Stirling Forest and nw NJ, May 22nd

A better title might be "Stirling Forest and afterthoughts" since the action was squarely at the first location.

Along Long Meadow Road there was a beautiful male Brewster's Warbler (Golden-winged X Blue-winged hybrid) singing, along with more silent Golden-winged males, something that sounded like a Blue-winged, Great Crested Flycatcher and some fast-acting Eastern Phoebe's that already had two fledgelings. There was signs of trimming and herbicide use here, which has damaged the habitat. A Pileated Woodpecker was touring its territory, making big drumming noises and flying over twice. Warbling Vireo, Eastern Kingbird, Yellow Warbler, American Redstart fleshed out the list here.

On to the other part of the power line cut at Ironwood Road where the same patches of herbicide use were evident. However there were still good numbers of Golden-winged Warblers, a Blue-winged, several Prairie Warblers and Indigo Buntings and a pair of Field Sparrows. A calling pair of Common Ravens drifted over. Unseen but vocal birds included Eastern Wood-Peewee, Hooded Warber, Ovenbird and a quick burst from a Worm-eating Warbler. I didn't hear any Ceruleans, however.

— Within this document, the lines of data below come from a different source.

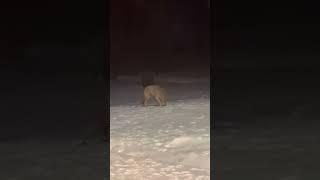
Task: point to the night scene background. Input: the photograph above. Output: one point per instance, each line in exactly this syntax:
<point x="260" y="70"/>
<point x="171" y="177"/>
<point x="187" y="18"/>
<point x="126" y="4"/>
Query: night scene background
<point x="265" y="107"/>
<point x="56" y="59"/>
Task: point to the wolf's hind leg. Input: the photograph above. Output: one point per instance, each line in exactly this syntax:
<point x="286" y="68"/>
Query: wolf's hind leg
<point x="145" y="100"/>
<point x="158" y="99"/>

That was a good start, with several "year" birds, although the Brewster's was the #1 star since I see this hybrid rarely. I then cut across through Warwick toward Oil City Road and the northern edge of Wallkill River NWR. Not a great deal there, just a few swallows and Least and Solitary Sandpipers. And then on to High Point State Park, although en route I did see a few Wild Turkeys.

Following a fairly typical route I coasted down Sawmill Road listening for Ceruleans, although I failed to find any. Despite it being 1pm many birds were in full song: American Redstart, Red-eyed Vireo, Ovenbird were the most frequent. A brief sprint along Deckertown Pike brought me to Stokes State Forest and more Cerulean territory and eventually I did find an actively singing one. I walked along the trail downstream along the Flatbrook River and saw Ovenbird, Veery and heard a Black-throated Green Warbler. What was missing here were Empidonax flycatchers - no Acadian on the Flatbrook, no Least near the parking lot, no Willow at Wallkill and as it turned out there would be no Alder at Layton. Dropping out of Stokes SF I heard a couple more Ceruleans singing.

And then finally to Layton and the Delaware Water Gap at Van Ness Rd, itself a destination for several early morning forays over the years. Prairie, Yellow and Blue-winged Warblers sounded off. There was no sign of any Golden-winged. The habitat here has filled in compared to my first years here and has probably become too overgrown for Golden-winged, now nearly extirpated in NJ. It's probably getting too "mature" for Blue-winged too. Wood Thrushes and Veeries were singing in the background, but it was relatively quiet (and late in the day) for a "good" day at Layton.

For the final stop I took a somewhat circuitous route before finding the Kay Environmental Center just south of Chester (west of Morristown). I was trying for a Golden-winged sweep by seeing the Lawrence's Warbler (another hybrid) that was reported there, but directions were a little vague and a Priarie Warbler was the only species in evidence here.